Did you ever think of moving? I sure am.
Unfortunately, where I would like to move is pretty much intangible—unless we figure out a digital version of me. And in some ways, I already have.
Spending too much time in an online game is unrealistic, sure. But it still remains more social than my real life. I’ve reached—or maybe finally accepted—the conclusion that gaming and the dogs are pretty much going to be my social life for as long as I continue to exist. And honestly? That’s okay. It seems far more desirable than most alternatives right now.
Everything going on lately makes me feel like we’re not too far off from LARPing Fallout in real life. I guess that’s to be expected. Still… one can hope it doesn’t come to that.
I don’t have any desire to enter a relationship that doesn’t already exist—and since there aren’t any, that answers that question. I think spending as much time as I did trying to maintain something that was already sinking wore me out for the rest of my life.
Don’t worry—I haven’t taken a cruise off the deep end, and I don’t need a grippy sock vacation. What I crave is a level of sanity that doesn’t seem to exist right now.
From a personal standpoint, I’m doing okay. The last few days have been spent working on the greenhouses and getting the front rock garden beds cleaned up and ready for summer. We had a brief return to seasonal weather, but now it’s sunny again—warmer, quieter. Manageable.
Therapy brought up the usual topics—wellness, stability, the ongoing work. It also brought up my history with substance use.
To be fair, I was deeply embarrassed by it. I think most people who struggle with substances feel the same way—we hope we can stay just ahead of being found out. But that’s not how it works. Someone always knows. Eventually, everyone does.
Part of getting sober is stopping the avoidance. It’s being honest about what happened. I understand that now, painfully and completely.
After some hard conversations, my therapist acknowledged that while I carry the same baseline risk as anyone with a history of substance use, I’m not seen as being at particularly high risk right now. That doesn’t mean it can’t happen again—but it means there’s some confidence that it won’t.
I feel the same way. And I’m grateful for that understanding.
I’ve had people ask why I continue to talk about it—why I don’t minimize it or move on. The truth is, while it wasn’t the only thing that happened over the last few years, it had a massive impact on how everything unfolded. And more importantly, it’s something I believe needs honesty.
I wasn’t honest at first.
There was too much shame. Too much fear of losing everything. So I hid it.
And in a cruel twist, everything that happened afterward sometimes feels like proof of why I was afraid to tell the truth in the first place. If you’ve read my recent posts, you already know how I feel about forgiveness for mistakes.
I am sorry it went the way it did. But at the time, it felt like a solution. Not the right one—but a solution to a problem I didn’t know how to survive.
I was told I let a lot of people down. I know I let my patients down—and that one sits heavy. I worked with at-risk populations my entire career, and I genuinely believed I connected with them in a way that mattered.
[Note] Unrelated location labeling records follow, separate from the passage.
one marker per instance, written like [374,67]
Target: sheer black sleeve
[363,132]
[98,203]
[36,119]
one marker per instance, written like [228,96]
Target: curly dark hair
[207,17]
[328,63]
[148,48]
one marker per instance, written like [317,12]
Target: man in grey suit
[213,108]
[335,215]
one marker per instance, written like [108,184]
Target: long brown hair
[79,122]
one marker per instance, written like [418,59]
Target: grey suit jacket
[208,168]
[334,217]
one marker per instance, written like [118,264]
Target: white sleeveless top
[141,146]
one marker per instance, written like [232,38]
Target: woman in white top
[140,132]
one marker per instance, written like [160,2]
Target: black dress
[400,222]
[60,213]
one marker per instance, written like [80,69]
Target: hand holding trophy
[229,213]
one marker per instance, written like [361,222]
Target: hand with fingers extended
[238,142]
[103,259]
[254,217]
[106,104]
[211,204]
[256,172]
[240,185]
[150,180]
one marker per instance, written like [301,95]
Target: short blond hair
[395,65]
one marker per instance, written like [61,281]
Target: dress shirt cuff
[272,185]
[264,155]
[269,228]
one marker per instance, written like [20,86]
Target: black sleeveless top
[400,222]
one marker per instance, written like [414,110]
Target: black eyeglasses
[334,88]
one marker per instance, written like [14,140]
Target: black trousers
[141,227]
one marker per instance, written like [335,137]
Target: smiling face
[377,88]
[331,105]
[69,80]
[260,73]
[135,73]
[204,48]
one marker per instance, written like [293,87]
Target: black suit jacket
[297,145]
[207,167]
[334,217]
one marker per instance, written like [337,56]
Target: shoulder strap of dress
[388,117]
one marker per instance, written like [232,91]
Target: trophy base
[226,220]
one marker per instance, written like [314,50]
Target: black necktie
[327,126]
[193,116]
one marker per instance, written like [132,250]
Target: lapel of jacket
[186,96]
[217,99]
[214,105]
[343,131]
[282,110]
But the person I let down the most… was myself.
I spent a long time beating myself up over that. Eventually, I realized the only thing left to do was take the lesson and try to build something positive out of it. It sounds a little lofty, maybe even cliché—but when everything is stripped down, you either do that… or you don’t move forward at all.
I do wonder sometimes if others who struggle with substance use go through the same kind of internal wreckage. Not just the addiction itself—but how you end up there in the first place.
I can say honestly that in nearly two and a half years of sobriety, I’ve had very little desire to relapse. I believe in the idea of one day at a time—you can’t live in the future, only in the day you’re standing in.
That said… there are still moments where I wonder what it would be like. Just once more.
I don’t go looking for it. I don’t even know anyone anymore who has access to it, and I’m perfectly fine keeping it that way. Ninety-nine point nine percent of the time, the desire isn’t there at all.
But I’d be lying if I said the thought never crossed my mind.
Sometimes I wonder if this blog has any value beyond being a window into my own head. I hope something here matters to someone. I know many of my opinions aren’t unique—you can find them in a hundred other places. But when I write, I’m writing from nearly 30 years in medicine and 61 years of life.
That has to count for something.
I wish 10-year-old me could have stood there while I was thinking of doing it the first time, saying, “I can never see myself doing drugs.” Maybe I would have listened.
The two people I hurt the most my dog who never understood why I was out of it a lot and fell a lot. And my mom who always wanted the best for me but may have had to look at my worst.